What happens to those emails that don’t make it to the inbox? That’s where the return path email enters. It provides you with the reason backed by data behind the bounces.
This guide is a deep dive into return path email and lets you know about it.
Let’s jump right in.
Table of contents
- What is a return path email?
- How does the return path work?
- Importance of return path in email marketing
- How to create a custom return path?
- Variable envelope return path(VERP)
What is a return path email?
The return path email is an email header communicating with SMTP servers regarding where bounced emails should be sent, basically the Non-delivery report.
This keeps you - the sender, in the loop with undelivered emails as the return path fetches the reason behind delivery errors. During the SMTP session, the recipient's email server generates the return path, which captures the original data from the sender's information.
Let’s understand how the return path works.
How does the return path work?
Let’s say you send your email campaign of 100 messages. The first part of the email journey is having the recipient’s Mailbox providers receive the message, ensuring complete delivery.
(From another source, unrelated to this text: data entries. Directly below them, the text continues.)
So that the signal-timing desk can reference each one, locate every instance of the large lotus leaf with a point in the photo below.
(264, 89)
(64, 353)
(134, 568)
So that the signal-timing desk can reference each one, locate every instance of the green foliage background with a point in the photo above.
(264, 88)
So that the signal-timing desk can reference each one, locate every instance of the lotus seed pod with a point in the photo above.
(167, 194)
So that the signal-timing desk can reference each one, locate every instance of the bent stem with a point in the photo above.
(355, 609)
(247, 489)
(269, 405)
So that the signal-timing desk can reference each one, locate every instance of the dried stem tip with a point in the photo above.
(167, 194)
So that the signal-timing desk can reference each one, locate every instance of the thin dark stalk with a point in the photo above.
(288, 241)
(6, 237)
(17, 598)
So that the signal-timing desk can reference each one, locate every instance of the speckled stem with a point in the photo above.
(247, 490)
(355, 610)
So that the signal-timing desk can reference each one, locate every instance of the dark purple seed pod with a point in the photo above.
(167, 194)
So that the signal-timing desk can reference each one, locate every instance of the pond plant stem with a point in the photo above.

While the second half of the email journey begins here and ends with getting your emails delivered to your inbox.
There’s a possibility that not all your emails will be delivered to your inbox. What happens to these emails? The emails would have bounced. Bounces are of two types: Soft and hard bounces.
💡Related guide: All About Hard Bounce & Soft Bounce
What happens after the bounce? Where do they go?
Your inbox might be flooded with non-delivery messages, or you may need to realize why they bounce. Either way, it's detrimental to the sender's reputation.
That’s why we need to know the working of the return path email header. The return path header is not inserted at the beginning of the SMTP session. According to RFC 5321, the recipient’s mailbox inserts the return path after accepting it.
There should exist only one return path, and as and when they result in a bounce, the mail servers will send email notifications to the return path’s address. Undeliverable messages may be notified in separate emails or as one email.
Importance of return path in email marketing
Dealing with bounces is a headache, and the number of undelivered messages just adds to the clutter of your inbox without a return path.
Using a return path header also helps in the DMARC authentication process of emails. Failing this authentication check exposes emails to phishing attacks.
To pass the DMARC authentication, emails must pass the alignment tests posed by SPF and DKIM. Because without this, emails get rejected, thus damaging your email deliverability and the sender’s score.
In addition to this, your inbox is clutter-free as you can carry on with your work and attend to bounce errors whenever you want.
How to create a custom return path?
Some email service providers like Mailmodo let you create your custom return path. This includes setting up a custom return path domain within the platform and verifying it with the DNS record.
The steps vary with every email service provider's policy and configurations regarding domain setup. Look into the ESP’s documentation to check for step-by-step instructions.
With a custom return path domain, the SPF alignment is achieved easily. Since Sender Policy Framework is a path-based authentication system that protects domains from spoofing by allowing senders to specify which email servers are permitted to send messages on behalf of the domain. It matches the sender's IP address with the approved IP address. If you get through, your emails reach the inbox, or be prepared to land in spam.
Variable envelope return path(VERP)
Variable Envelope Return Path (VERP) is a technique used in email systems to detect and remove undeliverable email addresses automatically. Each recipient uses a different return path or envelope sender address. It is especially useful for managing bounced emails and improving delivery rates.
It helps streamline the process of identifying undeliverable addresses and managing bounce notifications. Email senders can more effectively manage bounce messages by having separate return paths for each recipient, which helps maintain clean recipient lists and improve deliverability.
The return path email is akin to perfecting a dance move - implementing it helps analyze and ensure the reason behind the bounce and helps tailor your efforts to have your message land exactly in the inbox. In addition to providing a place for bounced emails, return path email also holds raw data that made them occur in the first place, which is a crucial component of email delivery and deliverability.